2012 murder in Dhaka, Bangladesh

The murder of Zubair Ahmed took place on 9 January 2012, at Jahangirnagar University in Savar, Bangladesh. Zubair Ahmed, a student of the university’s English Department, was attacked by members of the Bangladesh Chhatra League (BCL) during a conflict between rival factions of the organization. He later succumbed to his injuries.

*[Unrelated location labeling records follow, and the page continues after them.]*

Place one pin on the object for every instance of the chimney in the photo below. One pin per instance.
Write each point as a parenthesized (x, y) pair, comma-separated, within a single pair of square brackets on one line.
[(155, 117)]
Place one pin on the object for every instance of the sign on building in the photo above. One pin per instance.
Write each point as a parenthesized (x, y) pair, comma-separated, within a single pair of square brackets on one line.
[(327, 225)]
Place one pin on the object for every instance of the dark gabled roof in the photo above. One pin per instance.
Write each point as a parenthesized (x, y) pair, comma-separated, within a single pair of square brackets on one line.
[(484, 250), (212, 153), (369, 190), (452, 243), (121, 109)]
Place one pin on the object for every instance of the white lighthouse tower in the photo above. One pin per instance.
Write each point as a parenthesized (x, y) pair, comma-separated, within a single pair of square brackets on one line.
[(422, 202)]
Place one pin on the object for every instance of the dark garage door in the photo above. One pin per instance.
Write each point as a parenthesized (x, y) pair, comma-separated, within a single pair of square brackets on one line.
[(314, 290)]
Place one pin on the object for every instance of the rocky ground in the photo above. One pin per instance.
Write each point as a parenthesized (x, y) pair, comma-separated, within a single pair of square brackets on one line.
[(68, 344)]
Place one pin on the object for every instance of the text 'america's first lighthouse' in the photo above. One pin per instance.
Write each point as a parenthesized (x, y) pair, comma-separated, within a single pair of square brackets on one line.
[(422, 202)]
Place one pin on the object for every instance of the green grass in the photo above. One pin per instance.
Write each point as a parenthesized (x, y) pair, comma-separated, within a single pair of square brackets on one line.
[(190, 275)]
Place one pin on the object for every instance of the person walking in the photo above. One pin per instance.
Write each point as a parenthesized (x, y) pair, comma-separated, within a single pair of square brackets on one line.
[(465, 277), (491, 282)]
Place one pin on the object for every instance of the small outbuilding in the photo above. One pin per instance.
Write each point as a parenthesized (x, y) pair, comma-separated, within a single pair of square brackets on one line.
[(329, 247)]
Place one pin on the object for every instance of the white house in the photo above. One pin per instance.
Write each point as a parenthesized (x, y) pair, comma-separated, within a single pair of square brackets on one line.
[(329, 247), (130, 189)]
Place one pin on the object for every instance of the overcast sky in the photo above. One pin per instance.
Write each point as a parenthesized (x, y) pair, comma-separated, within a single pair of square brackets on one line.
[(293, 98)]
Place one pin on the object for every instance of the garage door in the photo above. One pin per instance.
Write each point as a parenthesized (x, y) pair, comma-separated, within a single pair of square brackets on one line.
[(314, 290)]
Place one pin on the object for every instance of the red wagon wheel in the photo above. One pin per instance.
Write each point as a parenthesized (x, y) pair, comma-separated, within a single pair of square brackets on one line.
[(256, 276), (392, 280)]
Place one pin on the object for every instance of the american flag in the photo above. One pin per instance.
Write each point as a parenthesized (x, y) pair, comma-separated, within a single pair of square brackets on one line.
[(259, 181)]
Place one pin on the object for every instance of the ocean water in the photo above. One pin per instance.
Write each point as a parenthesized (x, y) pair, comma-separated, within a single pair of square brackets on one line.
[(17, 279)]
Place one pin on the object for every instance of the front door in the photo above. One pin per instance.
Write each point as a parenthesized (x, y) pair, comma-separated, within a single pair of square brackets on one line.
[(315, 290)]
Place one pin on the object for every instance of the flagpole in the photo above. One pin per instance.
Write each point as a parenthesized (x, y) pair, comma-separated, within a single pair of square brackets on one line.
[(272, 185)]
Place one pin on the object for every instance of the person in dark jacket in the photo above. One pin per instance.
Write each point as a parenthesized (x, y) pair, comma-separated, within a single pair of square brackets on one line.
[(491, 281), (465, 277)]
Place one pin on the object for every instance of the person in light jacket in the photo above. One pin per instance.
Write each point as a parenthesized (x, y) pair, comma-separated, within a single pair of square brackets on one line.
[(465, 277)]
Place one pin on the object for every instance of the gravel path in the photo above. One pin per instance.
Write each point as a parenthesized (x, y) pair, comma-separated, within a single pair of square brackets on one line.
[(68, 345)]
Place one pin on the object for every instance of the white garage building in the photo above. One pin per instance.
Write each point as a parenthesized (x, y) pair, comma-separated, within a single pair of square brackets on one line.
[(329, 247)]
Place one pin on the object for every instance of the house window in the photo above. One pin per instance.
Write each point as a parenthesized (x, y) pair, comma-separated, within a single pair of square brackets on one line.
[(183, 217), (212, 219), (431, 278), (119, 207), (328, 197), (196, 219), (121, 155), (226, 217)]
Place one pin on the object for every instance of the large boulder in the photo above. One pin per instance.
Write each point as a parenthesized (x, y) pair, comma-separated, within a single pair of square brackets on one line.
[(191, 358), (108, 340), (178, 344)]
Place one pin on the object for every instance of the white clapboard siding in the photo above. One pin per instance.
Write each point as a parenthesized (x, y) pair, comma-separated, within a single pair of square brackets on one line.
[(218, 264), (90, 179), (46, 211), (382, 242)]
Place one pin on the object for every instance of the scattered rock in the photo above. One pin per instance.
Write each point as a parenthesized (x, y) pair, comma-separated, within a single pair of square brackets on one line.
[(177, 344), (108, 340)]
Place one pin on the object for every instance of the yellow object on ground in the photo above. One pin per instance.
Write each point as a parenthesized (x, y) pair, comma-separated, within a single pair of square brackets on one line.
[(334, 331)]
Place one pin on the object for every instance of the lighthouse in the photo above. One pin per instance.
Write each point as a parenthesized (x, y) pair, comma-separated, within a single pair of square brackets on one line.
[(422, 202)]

Thirteen BCL members were charged in connection with the murder. In 2015, five were sentenced to death, and six received life imprisonment. The university also took disciplinary action against several students involved.

== Background ==
Zubair Ahmed was a second-year student in the English Department at Jahangirnagar University, belonging to the 37th batch. He was a residential student of Bangabandhu Sheikh Mujibur Rahman Hall and was originally from Kalapara Upazila of Patuakhali District.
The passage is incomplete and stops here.